3. Hukuk Dairesi 2013/17071 E. , 2014/1660 K.
"İçtihat Metni"
MAHKEMESİ : BÜYÜKÇEKMECE 1.AİLE MAHKEMESİ
TARİHİ : 21/02/2013
NUMARASI : 2011/1891-2013/140
Taraflar arasında görülen kişisel eşyanın iadesi davasının yapılan muhakemesi sonunda mahalli mahkemece verilen hüküm davacı vekili tarafından temyiz edilmiştir.
Y A R G I T A Y K A R A R I
Temyiz isteminin süresi içinde olduğu anlaşıldıktan sonra dosyadaki bütün kağıtlar okunup gereği düşünüldü:
Davacı vekili dava dilekçesinde; davacı ile davalının 19.07.2006 tarihinde evlendiklerini, yaklaşık iki ay evli kaldıktan sonra davalının davacıyı evden kovduğunu, ev eşyaları ile evlilik sırasında takılan trabzon set takımının (kolye, bilezik, küpe) davalıda kaldığını belirterek, eşyaların aynen iadesini, mümkün olmadığı takdirde bedeli olan 10.000 TL"nin davalıdan tahsiline karar verilmesini dava ve talep etmiştir.

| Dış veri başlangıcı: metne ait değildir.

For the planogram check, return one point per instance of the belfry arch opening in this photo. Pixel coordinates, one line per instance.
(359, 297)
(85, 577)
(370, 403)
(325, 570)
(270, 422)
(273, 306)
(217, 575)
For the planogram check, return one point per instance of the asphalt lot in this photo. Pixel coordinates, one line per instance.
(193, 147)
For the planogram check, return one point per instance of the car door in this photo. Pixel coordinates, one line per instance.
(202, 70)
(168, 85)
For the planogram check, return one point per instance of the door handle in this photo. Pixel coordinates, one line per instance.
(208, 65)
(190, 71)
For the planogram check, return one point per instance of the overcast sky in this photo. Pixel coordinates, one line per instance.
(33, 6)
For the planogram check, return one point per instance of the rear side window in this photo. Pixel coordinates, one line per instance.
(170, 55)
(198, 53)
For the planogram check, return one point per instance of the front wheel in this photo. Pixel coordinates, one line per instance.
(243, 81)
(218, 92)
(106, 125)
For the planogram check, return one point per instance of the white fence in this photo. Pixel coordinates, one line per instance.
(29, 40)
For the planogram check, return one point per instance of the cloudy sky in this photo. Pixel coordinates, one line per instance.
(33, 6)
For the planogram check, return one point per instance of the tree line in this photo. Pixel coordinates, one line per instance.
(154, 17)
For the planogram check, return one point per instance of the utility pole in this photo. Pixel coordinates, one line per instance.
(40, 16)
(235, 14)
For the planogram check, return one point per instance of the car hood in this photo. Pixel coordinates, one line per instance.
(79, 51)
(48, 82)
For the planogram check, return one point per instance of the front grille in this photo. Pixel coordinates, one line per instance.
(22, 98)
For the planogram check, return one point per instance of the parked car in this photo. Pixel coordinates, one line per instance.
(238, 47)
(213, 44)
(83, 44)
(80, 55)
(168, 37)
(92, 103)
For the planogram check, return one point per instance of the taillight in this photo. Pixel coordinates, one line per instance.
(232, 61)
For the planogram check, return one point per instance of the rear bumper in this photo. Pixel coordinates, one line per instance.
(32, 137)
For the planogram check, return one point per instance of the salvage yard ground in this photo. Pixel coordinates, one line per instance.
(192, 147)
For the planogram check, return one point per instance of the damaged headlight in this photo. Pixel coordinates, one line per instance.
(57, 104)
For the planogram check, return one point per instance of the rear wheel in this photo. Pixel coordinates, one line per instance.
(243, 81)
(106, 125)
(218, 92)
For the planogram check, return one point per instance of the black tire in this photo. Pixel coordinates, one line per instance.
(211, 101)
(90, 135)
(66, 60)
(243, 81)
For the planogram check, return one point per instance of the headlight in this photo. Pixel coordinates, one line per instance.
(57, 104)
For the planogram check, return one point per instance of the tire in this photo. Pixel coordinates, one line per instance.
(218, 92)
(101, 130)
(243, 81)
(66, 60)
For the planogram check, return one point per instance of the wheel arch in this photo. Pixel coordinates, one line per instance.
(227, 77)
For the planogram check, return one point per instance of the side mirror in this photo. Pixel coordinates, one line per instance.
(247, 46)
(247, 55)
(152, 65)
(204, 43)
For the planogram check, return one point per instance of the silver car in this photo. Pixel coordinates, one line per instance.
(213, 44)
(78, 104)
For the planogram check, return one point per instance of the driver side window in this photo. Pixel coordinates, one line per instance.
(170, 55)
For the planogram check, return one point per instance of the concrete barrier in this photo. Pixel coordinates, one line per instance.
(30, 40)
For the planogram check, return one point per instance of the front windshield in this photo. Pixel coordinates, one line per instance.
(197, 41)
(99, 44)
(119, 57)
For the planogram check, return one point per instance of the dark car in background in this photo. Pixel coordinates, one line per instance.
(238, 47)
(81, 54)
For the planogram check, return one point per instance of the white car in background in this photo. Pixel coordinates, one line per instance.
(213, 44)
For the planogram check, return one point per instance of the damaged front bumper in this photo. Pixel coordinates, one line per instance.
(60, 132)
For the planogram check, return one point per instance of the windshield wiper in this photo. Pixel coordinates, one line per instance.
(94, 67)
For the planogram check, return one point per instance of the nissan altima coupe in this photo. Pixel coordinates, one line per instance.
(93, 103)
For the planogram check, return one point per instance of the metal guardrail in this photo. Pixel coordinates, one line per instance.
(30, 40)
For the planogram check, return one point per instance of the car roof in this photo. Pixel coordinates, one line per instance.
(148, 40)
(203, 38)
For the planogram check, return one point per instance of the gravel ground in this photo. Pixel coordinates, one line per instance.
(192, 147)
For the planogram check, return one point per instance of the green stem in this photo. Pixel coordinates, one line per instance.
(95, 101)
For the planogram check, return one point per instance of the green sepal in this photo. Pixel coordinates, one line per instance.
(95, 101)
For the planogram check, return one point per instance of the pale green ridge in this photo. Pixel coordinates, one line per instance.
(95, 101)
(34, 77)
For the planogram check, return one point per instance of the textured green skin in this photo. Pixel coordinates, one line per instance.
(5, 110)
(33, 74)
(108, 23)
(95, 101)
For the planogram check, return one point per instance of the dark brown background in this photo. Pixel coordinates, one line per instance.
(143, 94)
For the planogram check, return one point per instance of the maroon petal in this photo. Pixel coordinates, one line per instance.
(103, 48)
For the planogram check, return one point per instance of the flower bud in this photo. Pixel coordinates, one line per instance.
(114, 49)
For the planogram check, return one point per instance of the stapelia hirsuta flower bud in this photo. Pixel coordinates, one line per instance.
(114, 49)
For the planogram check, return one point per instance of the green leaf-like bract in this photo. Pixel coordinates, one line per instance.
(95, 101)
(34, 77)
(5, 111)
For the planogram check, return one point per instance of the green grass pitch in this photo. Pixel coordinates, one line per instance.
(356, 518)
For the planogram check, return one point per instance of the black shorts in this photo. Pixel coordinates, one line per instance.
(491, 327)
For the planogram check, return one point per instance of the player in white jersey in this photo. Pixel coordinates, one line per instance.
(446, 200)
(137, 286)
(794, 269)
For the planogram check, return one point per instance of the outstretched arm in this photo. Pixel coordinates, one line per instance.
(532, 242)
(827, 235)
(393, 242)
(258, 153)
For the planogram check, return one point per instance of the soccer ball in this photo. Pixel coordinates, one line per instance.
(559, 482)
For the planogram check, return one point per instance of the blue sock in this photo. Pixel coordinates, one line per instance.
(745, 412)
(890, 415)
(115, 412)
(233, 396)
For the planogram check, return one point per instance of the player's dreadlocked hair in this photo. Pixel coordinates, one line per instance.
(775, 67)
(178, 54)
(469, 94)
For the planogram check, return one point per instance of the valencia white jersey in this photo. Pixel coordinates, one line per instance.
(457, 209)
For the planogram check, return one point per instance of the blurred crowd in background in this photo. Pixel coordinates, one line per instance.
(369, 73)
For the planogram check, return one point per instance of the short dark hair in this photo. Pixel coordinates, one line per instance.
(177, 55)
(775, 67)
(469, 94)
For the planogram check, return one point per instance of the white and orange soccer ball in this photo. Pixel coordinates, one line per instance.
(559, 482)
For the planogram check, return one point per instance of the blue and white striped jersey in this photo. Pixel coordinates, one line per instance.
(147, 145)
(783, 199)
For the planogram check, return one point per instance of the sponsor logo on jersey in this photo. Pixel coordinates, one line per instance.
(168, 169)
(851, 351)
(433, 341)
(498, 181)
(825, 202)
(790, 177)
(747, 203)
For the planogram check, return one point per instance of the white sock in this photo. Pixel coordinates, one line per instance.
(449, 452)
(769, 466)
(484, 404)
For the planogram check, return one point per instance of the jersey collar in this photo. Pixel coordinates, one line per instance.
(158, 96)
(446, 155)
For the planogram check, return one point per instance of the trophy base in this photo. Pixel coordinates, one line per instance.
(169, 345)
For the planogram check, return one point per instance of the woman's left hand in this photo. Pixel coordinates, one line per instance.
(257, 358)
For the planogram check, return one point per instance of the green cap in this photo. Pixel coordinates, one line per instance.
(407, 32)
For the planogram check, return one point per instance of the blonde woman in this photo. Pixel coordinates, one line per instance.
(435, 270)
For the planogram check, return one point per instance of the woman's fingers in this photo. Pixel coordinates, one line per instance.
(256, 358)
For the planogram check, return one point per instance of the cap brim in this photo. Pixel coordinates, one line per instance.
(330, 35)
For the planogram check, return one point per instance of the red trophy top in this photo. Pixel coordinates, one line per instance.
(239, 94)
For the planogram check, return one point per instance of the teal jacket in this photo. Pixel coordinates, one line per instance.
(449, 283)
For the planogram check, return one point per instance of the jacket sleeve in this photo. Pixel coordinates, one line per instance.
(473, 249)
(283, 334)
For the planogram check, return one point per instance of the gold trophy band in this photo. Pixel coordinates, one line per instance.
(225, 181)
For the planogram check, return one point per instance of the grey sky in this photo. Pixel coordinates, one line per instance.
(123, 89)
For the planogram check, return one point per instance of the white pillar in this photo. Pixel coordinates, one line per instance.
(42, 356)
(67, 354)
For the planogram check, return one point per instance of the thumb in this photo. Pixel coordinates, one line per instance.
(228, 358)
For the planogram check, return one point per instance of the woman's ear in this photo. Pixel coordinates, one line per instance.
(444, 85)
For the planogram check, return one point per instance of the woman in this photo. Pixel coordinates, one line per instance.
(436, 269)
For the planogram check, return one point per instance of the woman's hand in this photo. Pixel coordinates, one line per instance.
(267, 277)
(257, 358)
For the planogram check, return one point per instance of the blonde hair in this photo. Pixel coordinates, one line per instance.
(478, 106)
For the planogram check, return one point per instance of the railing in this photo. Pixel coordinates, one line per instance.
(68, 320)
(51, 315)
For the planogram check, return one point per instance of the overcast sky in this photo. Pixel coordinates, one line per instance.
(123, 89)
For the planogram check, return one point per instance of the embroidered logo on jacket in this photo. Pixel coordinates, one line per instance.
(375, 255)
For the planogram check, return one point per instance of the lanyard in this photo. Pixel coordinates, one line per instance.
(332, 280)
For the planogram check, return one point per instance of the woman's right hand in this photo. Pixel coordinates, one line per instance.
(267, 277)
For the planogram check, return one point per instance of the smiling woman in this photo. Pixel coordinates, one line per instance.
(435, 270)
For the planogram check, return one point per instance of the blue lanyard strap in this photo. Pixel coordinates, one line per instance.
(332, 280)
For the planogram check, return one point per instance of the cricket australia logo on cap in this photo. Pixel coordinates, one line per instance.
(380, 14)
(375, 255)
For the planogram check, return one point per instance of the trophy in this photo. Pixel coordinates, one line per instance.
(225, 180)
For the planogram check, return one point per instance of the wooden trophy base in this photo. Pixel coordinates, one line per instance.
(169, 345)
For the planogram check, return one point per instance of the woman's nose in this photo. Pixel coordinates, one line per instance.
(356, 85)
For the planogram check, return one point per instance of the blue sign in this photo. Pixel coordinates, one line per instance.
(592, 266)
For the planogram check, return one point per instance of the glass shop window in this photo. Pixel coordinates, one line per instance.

Davalı cevabında; davacının dava dilekçesinde belirttiği bir kısım ev eşyalarının evde olduğunu, her zaman gelip alabileceğini, bir kısım eşyalarla ilgili talebinin yerinde olmadığını, ayrıca dava dilekçesinde belirtilen ziynet eşyalarının ise davacıya takılmadığını belirterek, davanın reddini savunmuştur.
Mahkemece; ev eşyalarıyla ilgili talebin kısmen kabulüne, ziynet eşyalarına yönelik talebin ise davacı tanıklarının trabzon set takıldığı yönündeki beyanları dışında, takının altın olup olmadığı niteliği ve varlığı konusunda başkaca delil bildirilmediği gerekçesiyle, reddine karar verilmiş, hüküm davacı vekili tarafından temyiz edilmiştir.
Yerleşmiş Yargıtay kararlarında da belirtildiği gibi, evlilik sırasında kadına takılan ziynet eşyaları kim tarafından alınmış olursa olsun ona bağışlanmış sayılır, ona iadesi gerekir.
Yasada aksine bir hüküm bulunmadıkça taraflardan her biri iddiasını kanıtlamakla yükümlüdür (M.Y.md.6). Türk Medeni Kanunu’nun 6.maddesi hükmü uyarınca kanunda aksine bir hüküm bulunmadıkça taraflardan her biri hakkını dayandırdığı olguların varlığını kanıtlamakla yükümlüdür. Gerek doktrinde, gerek Yargıtay içtihatlarında kabul edildiği üzere ispat yükü hayatın olağan akışına aykırı durumu iddia eden ya da savunmada bulunan kimseye düşer. Öte yandan ileri sürdüğü bir olaydan kendi yararına haklar çıkarmak isteyen kimsenin iddia ettiği olayı kanıtlaması gerekir.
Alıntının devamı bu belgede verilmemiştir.